Apple also started a program that gave employees, once they had demonstrated a minimal efficiency, their own Apple computers. There were computer classes for family members, and a company store offered large discounts on purchases of Apple equipment to relatives and close friends of employees. More important the programmers, engineers, and technical writers could work as efficiently at home as in their offices.

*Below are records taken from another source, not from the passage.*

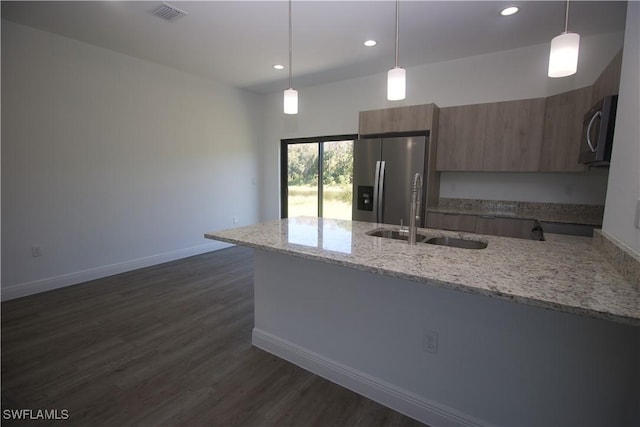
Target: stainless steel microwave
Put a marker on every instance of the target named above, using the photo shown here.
(597, 132)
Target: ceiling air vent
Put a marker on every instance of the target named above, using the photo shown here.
(168, 13)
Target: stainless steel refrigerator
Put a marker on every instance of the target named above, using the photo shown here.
(383, 171)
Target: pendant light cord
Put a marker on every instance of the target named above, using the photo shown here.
(397, 26)
(290, 49)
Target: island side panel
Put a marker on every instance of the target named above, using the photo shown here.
(497, 362)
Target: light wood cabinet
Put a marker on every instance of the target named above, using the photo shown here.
(541, 134)
(400, 119)
(513, 136)
(455, 222)
(609, 81)
(493, 137)
(563, 131)
(461, 134)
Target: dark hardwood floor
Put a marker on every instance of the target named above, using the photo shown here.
(166, 345)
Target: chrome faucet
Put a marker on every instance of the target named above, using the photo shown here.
(414, 216)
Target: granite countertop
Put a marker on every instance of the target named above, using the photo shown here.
(563, 273)
(546, 212)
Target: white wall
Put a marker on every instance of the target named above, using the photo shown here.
(111, 163)
(498, 363)
(514, 74)
(624, 182)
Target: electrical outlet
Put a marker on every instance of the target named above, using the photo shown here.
(430, 341)
(36, 251)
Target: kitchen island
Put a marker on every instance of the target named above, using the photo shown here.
(521, 333)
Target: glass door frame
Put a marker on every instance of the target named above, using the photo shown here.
(284, 166)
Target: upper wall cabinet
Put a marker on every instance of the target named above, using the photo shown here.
(513, 135)
(461, 133)
(609, 81)
(400, 119)
(500, 136)
(563, 130)
(541, 134)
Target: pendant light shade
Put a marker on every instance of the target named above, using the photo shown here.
(396, 84)
(290, 101)
(290, 95)
(397, 76)
(563, 56)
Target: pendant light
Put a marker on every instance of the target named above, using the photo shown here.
(563, 57)
(290, 95)
(396, 77)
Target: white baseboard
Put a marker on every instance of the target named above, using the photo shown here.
(403, 401)
(50, 283)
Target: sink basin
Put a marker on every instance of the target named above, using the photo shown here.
(457, 243)
(395, 234)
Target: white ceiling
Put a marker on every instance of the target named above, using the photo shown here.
(237, 42)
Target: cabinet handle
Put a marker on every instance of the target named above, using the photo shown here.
(589, 143)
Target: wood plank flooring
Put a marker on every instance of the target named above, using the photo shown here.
(167, 345)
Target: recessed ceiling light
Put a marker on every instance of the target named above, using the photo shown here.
(508, 11)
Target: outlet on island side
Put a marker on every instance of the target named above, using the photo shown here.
(36, 251)
(430, 341)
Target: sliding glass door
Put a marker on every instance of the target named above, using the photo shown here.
(317, 177)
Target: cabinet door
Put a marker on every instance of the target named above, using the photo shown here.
(505, 227)
(563, 130)
(453, 222)
(461, 134)
(513, 135)
(400, 119)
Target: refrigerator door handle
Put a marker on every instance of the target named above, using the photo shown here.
(376, 184)
(380, 206)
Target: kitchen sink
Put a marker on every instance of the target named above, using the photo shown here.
(456, 243)
(395, 234)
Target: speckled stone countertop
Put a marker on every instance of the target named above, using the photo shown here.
(563, 273)
(548, 212)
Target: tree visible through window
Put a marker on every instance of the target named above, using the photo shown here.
(319, 178)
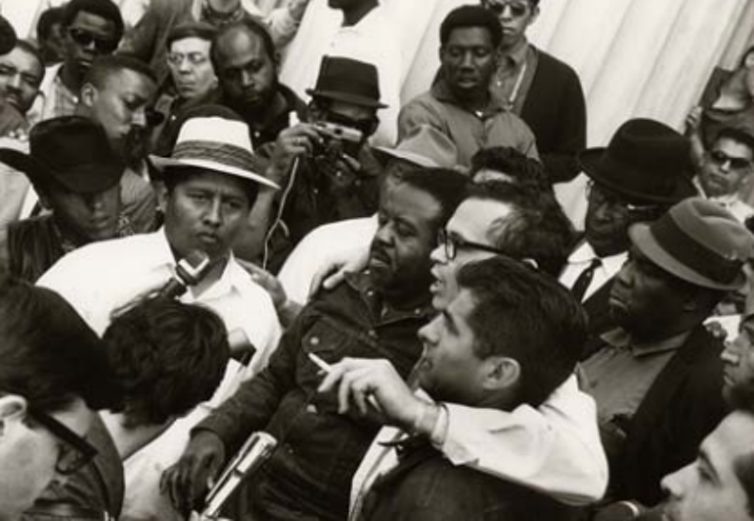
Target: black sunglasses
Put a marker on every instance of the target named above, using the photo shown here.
(85, 39)
(518, 9)
(75, 452)
(453, 244)
(737, 163)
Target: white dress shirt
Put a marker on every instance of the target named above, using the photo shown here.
(102, 277)
(580, 260)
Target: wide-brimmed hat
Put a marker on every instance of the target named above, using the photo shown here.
(424, 146)
(72, 151)
(348, 80)
(698, 241)
(646, 161)
(214, 142)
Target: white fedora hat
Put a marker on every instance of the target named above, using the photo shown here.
(218, 144)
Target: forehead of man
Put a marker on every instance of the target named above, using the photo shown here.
(238, 47)
(402, 200)
(130, 82)
(25, 61)
(470, 37)
(94, 23)
(476, 219)
(732, 440)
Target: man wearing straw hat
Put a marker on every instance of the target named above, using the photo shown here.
(657, 378)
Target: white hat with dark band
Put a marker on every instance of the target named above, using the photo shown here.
(218, 144)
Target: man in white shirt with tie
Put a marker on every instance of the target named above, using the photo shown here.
(636, 178)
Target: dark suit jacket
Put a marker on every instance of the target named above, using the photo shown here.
(555, 110)
(425, 486)
(680, 409)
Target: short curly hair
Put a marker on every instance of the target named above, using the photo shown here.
(168, 357)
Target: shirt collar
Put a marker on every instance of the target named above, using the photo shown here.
(621, 339)
(517, 56)
(441, 91)
(584, 254)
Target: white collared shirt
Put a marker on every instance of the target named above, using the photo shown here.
(580, 260)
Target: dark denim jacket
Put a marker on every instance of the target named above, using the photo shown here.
(309, 476)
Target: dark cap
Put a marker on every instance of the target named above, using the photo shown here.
(348, 80)
(71, 151)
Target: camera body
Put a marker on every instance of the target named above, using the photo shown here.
(337, 139)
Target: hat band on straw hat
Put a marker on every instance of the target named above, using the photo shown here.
(677, 243)
(221, 153)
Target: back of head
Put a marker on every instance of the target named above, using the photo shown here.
(447, 187)
(102, 8)
(106, 67)
(511, 164)
(526, 315)
(536, 229)
(168, 357)
(49, 355)
(471, 16)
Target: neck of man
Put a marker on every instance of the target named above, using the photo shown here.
(353, 15)
(224, 6)
(71, 78)
(129, 440)
(513, 48)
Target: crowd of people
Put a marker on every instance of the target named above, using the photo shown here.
(191, 253)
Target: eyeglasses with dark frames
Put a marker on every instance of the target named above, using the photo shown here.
(85, 39)
(737, 163)
(453, 244)
(518, 9)
(75, 451)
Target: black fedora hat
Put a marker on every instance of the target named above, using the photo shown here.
(71, 151)
(646, 161)
(348, 80)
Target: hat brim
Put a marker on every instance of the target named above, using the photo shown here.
(348, 98)
(385, 154)
(593, 163)
(84, 179)
(641, 236)
(163, 163)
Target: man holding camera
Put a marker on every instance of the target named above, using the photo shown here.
(324, 165)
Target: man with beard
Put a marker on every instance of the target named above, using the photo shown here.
(210, 183)
(657, 378)
(246, 64)
(77, 177)
(21, 73)
(485, 351)
(374, 314)
(92, 28)
(461, 103)
(117, 94)
(643, 171)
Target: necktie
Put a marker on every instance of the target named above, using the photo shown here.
(585, 278)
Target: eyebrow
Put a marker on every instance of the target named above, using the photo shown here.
(450, 321)
(705, 460)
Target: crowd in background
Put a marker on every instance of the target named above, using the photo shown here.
(191, 253)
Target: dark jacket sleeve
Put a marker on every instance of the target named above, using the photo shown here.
(257, 399)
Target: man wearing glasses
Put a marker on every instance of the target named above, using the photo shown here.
(545, 92)
(92, 28)
(725, 168)
(643, 171)
(53, 367)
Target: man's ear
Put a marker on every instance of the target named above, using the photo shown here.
(88, 95)
(12, 408)
(161, 191)
(500, 373)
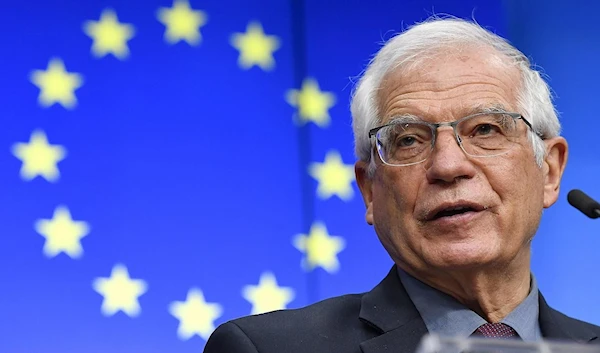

Despite these efforts Apple’s identity must have seemed clearer to customers than to employees. By 1980 the company was too large and too scattered for any one manager to cover in a daily stroll to take the air and test the waters. So for most employees the corporate hand was invisible. To combat the uncertainty and provide a corporate manifesto and a coherent ideology, Apple established a committee which, with steadfast earnestness, set about trying to make some sense out of diffuse motives. It tried to reduce the abstract to the concrete and to codify all the conflicting impulses and intentions, the clashes between individual enterprise and teamwork, between autocracy and democracy, that make up a company. It was little wonder that the result, though full of good intentions, sounded banal, self-conscious, and hackneyed.